Oi Polloi

Through the Magpie Eye: Ricardo Bofill's Concrete Wonder-Works

Published: Wed Feb 23 2022

La Muralla Roja, Spain, 1973. An intestine-pink maze of staircases and hallways that influenced the set design in that Netflix tv series Squid Game.

During his lifetime, Catalan ‘starchitect’ Ricardo Bofill knew how to do three things with an ample degree of certainty: conjure up some optically-fractalising buildings, pave the way for post-war affordable residencies and being a political rascal.

After getting booted out of prestigious schools of architecture for his Marxist views and his playboy lifestyle, young buck Bofill established his own practice at the tender age of twenty-three, with the aim to create housing that wasn’t just glorified concrete slabs (not that there’s anything wrong with concrete slabs, but poor people deserve a splash of colour too, right?)

Setting up shop in crumbling old concrete factory in Spain, he surrounded himself with a swarm of artists, writers, poets and filmmakers: an environment that significantly opposed the stuffier, pop-corn ceilinged, architectural corporations that his peers fell into.
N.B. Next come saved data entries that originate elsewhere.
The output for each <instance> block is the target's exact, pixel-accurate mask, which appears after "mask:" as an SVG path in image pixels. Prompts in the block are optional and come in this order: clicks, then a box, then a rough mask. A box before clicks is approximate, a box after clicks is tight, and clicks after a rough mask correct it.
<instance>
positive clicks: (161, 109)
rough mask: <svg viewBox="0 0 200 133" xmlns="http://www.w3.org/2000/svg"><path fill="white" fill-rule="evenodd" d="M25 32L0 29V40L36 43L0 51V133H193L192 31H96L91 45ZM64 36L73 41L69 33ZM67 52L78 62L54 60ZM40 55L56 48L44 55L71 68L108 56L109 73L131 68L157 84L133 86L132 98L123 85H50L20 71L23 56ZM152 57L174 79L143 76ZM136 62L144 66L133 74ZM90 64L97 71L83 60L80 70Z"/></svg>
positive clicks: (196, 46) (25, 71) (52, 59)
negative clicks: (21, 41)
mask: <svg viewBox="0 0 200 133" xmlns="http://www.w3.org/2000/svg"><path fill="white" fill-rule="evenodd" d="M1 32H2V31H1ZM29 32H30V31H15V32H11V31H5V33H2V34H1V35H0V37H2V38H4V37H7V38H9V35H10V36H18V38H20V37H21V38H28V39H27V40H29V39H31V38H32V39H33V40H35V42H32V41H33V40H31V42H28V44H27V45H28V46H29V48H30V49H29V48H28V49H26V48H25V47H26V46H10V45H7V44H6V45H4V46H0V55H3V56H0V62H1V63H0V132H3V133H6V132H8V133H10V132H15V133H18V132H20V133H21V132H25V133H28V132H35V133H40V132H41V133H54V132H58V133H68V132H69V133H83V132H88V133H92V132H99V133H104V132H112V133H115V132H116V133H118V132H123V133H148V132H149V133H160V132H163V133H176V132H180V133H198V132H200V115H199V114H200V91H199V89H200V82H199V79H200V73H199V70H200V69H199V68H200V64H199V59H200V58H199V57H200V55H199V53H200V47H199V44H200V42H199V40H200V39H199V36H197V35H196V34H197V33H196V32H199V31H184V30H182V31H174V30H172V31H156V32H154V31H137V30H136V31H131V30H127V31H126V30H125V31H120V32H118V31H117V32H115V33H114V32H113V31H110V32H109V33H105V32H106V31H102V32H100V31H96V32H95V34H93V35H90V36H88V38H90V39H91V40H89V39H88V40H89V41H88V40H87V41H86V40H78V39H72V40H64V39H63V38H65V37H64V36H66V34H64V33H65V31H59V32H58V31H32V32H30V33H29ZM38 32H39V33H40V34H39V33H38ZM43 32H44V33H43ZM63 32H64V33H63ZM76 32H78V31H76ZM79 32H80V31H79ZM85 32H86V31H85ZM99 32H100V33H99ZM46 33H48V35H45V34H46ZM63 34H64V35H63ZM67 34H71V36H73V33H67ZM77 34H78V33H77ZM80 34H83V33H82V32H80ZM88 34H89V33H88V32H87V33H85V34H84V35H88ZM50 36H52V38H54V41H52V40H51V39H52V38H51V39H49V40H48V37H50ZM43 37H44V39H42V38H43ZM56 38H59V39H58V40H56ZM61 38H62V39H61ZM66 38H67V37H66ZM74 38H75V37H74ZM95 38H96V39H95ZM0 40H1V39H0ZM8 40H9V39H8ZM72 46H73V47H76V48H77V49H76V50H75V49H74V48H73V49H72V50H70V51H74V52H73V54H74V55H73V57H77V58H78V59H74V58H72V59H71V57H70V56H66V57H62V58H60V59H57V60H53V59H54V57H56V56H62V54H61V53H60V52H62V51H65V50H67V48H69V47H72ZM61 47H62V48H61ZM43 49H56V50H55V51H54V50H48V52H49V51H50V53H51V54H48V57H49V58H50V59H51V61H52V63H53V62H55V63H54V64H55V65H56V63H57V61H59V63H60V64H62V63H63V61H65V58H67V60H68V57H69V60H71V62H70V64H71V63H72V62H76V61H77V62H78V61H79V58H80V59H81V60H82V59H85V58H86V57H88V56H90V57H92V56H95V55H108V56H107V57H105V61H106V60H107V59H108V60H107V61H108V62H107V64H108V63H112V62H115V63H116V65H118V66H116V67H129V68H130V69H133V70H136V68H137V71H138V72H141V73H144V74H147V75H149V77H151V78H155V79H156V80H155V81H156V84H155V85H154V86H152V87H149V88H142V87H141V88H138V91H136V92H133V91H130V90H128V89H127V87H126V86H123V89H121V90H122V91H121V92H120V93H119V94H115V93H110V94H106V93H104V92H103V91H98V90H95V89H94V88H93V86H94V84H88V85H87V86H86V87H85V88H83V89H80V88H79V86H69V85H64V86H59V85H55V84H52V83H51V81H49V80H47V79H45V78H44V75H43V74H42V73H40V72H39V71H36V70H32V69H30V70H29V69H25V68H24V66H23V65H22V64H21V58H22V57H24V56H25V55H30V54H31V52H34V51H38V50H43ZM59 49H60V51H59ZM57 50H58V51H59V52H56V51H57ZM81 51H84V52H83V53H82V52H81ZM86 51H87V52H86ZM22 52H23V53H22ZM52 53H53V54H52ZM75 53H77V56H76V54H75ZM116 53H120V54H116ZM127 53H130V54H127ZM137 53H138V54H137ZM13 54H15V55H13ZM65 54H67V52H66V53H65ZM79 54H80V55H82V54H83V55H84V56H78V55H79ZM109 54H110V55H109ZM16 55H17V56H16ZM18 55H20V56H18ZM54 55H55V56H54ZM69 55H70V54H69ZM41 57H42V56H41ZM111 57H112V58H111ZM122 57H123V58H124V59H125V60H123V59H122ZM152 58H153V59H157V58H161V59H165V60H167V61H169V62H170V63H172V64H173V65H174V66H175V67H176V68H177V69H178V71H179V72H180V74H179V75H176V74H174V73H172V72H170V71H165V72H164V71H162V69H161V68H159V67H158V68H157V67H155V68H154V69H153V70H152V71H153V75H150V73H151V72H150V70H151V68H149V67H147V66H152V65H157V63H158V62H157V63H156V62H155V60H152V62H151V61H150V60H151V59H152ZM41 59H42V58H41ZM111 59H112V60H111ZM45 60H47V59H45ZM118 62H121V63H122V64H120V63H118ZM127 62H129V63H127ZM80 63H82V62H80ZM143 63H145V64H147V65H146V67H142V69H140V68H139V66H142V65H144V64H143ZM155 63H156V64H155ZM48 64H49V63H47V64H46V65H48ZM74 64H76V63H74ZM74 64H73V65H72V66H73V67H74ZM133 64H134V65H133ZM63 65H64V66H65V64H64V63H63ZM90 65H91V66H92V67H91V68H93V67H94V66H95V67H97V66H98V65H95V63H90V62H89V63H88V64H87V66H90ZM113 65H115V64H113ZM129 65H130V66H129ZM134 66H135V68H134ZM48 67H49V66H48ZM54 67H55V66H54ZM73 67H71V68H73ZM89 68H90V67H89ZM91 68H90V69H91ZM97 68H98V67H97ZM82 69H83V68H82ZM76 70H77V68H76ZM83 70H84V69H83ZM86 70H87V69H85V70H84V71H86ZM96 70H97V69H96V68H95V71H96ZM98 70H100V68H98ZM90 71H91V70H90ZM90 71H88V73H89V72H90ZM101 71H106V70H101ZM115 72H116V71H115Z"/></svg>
This visionary bunch clearly got his creative cogs whirring as he went on to design several of the most dizzyingly-distinctive apartment blocks known to humankind. Brave hues, mad juxtapositions, a tantalising blend of decorative classical and modern geometry: all influenced by the higgledy-piggledy streets of Ibiza and the labyrinthine bazaars of North Africa which the great-late buzzed off.

Anyway, here is a cluster of Bofill’s best-looking concrete creations:

Les Arcades et Les Temples du Lac, France, 1985. A gargantuan housing complex described by an envious onlookers as “Parthenon on a stick”.

Xanadu, Spain, 1968. Bit nicer than Charles Foster Kane’s gaff, right?

Walden 7, Spain, 1975. If an anthill was the size and scale of a castle, it would look like this.